A Reminder of Reality

No Easy Routes Remain

    There is no longer easy paths to wealth and success. Fame in media, social or otherwise is oversaturated. Social and technological innovations are requiring higher degrees of knowledge to fix marginally smaller issues. Anyone or anything promising you wealth, fame, or a guaranteed future is either misinformed or blatantly lying to you. This should not cause despair; it is still possible to achieve great things and earn sustainable wealth. The only difference between pipe dreams of success and the reality of probable earnings is the amount of work and skill required to achieve more. Be smart, be educated and specialize in a career field and chances are if you are fiscally responsible you will be financially stable.

Final Takeaways

    In order to achieve financial stability, you cannot fall for the crypto and investing scams. Don't buy into companies that are promising huge returns for nonproductive assets. Be frugal, do your research, save and invest wisely.
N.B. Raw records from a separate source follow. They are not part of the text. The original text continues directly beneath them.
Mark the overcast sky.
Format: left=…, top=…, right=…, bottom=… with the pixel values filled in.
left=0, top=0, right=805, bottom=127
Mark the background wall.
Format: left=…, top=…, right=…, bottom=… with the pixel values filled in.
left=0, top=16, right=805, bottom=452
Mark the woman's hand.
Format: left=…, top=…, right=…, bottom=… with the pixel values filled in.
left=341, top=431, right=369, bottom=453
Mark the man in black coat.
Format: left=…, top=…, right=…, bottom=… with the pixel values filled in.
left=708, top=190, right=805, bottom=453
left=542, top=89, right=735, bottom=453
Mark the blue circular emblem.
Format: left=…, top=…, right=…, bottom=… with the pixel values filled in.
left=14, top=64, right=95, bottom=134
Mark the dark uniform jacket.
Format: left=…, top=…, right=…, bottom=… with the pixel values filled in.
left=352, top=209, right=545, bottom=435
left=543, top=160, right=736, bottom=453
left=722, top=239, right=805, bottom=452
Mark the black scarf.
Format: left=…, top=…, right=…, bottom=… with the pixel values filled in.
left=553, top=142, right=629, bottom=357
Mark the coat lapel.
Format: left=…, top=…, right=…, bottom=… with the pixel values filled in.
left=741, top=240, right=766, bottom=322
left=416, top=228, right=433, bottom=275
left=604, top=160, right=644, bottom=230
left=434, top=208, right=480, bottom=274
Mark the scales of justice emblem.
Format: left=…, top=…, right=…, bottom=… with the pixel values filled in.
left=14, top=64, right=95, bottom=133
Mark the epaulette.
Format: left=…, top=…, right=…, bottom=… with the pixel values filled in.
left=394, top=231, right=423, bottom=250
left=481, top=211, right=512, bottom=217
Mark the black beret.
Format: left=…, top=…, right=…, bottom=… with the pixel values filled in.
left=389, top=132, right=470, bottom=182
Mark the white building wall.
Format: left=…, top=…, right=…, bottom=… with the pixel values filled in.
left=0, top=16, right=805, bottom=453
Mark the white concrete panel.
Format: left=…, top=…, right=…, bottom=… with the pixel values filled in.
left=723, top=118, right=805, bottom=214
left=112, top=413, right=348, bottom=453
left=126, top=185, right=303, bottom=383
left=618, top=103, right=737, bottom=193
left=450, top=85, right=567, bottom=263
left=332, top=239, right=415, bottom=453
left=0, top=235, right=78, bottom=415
Finally, realize that your wealth is not a greatest measure of your masculinity. A man is defined more by the strength of his character and the strength of his resolve than by dollars in a Roth IRA. It is easier to find peace when you have a more wholistic outlook on masculinity and unplug yourself from the toxic interconnected comparisons of social media and modernity. Your primary litmus test of success should not be based on comparing who you are to someone else, it should be comparing who you are now to who you were. Push yourself to be greater man of character, follow simple investment strategies and savings tactics, and eventually; through hard work and personal determination, you will be more, and own more, and be a better man.